Il n’y a pas que Raoul Vital qui questionne l’accord sur les pertes et dommages trouvé à la COP 27. «Ce mécanisme devrait être opérationnel d’ici deux ans, mais des inquiétudes planent dans la mesure où son financement dépend grandement des pays développés, dont les engagements financiers font toujours défaut pour le Fonds en matière d’adaptation. De plus, la Chine, désignée comme un pays en voie de développement (mais qui ne l’est plus, dans les faits), a déjà révélé qu’elle ne contribuera pas au fonds», soulignent des chercheurs à l’Université d’Ottawa, à l’UQAM et à l’Université d’Oxford cités dans un article de https://theconversation.com/. A côté de la Chine, les chercheurs rappellent que les États pétroliers résistent aussi à toute idée de contribution financière.

Si l’ONU estime que la COP 27 a permis aux pays de prendre un ensemble de décisions qui réaffirment leur engagement à limiter l’augmentation de la température mondiale à 1,5 degré Celsius au-dessus des niveaux préindustriels, les experts ont un avis différent. «La COP 27 s’en est tenue au statu quo, malgré l’urgence, jugent les experts de l’UQAM et de l’Université d’Oxford. Le texte final de la COP 27 se contente de réaffirmer les objectifs de l’Accord de Paris.» Dans cet accord, les gouvernements sont convenus de contenir l’élévation de la température moyenne de la planète en dessous de 2 °C par rapport aux niveaux préindustriels et de poursuivre l’action menée pour limiter l’élévation des températures à 1,5 °C.
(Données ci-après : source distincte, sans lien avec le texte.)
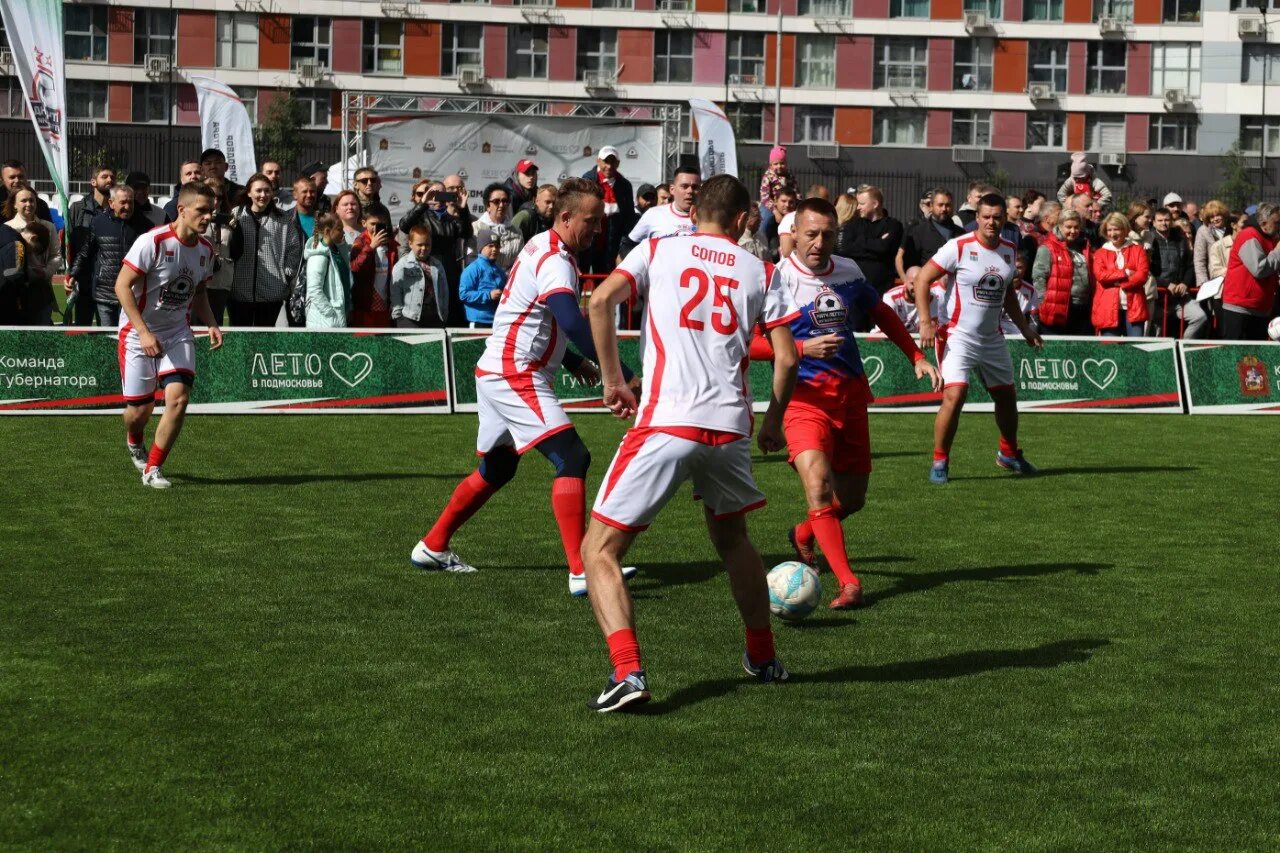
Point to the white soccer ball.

Raoul Vital n’a pas dit le contraire. Il estime que les décisions prises à la COP 27 ne sont pas à la hauteur de l’urgence exprimée dans le 6e rapport du Groupe d’experts intergouvernemental sur l’évolution du climat (GIEC), intitulé “Changements climatiques 2022: impacts, adaptation et vulnérabilité”. Ledit rapport réaffirme l’origine humaine des changements climatiques et fournit une évaluation détaillée des impacts, des risques et de l’adaptation au changement climatique dans les villes, où vit plus de la moitié de la population mondiale. Selon le rapport, les évolutions observées du climat vont se poursuivre, mais elles peuvent encore être contenues si des actions fortes, rapides et durables de réduction des émissions de CO2 sont menées.

A côté des décisions globales de la COP 27, Raoul Vital a précisé que la délégation haïtienne en a profité pour organiser des rencontres bilatérales dans le cadre de son plan d’adaptation. Il informe que des mécanismes comme le fonds vert permettent à des pays comme Haïti de trouver des financements pour des projets d’adaptation. D’après lui, la délégation haïtienne a trouvé des pistes sur lesquelles elle va travailler.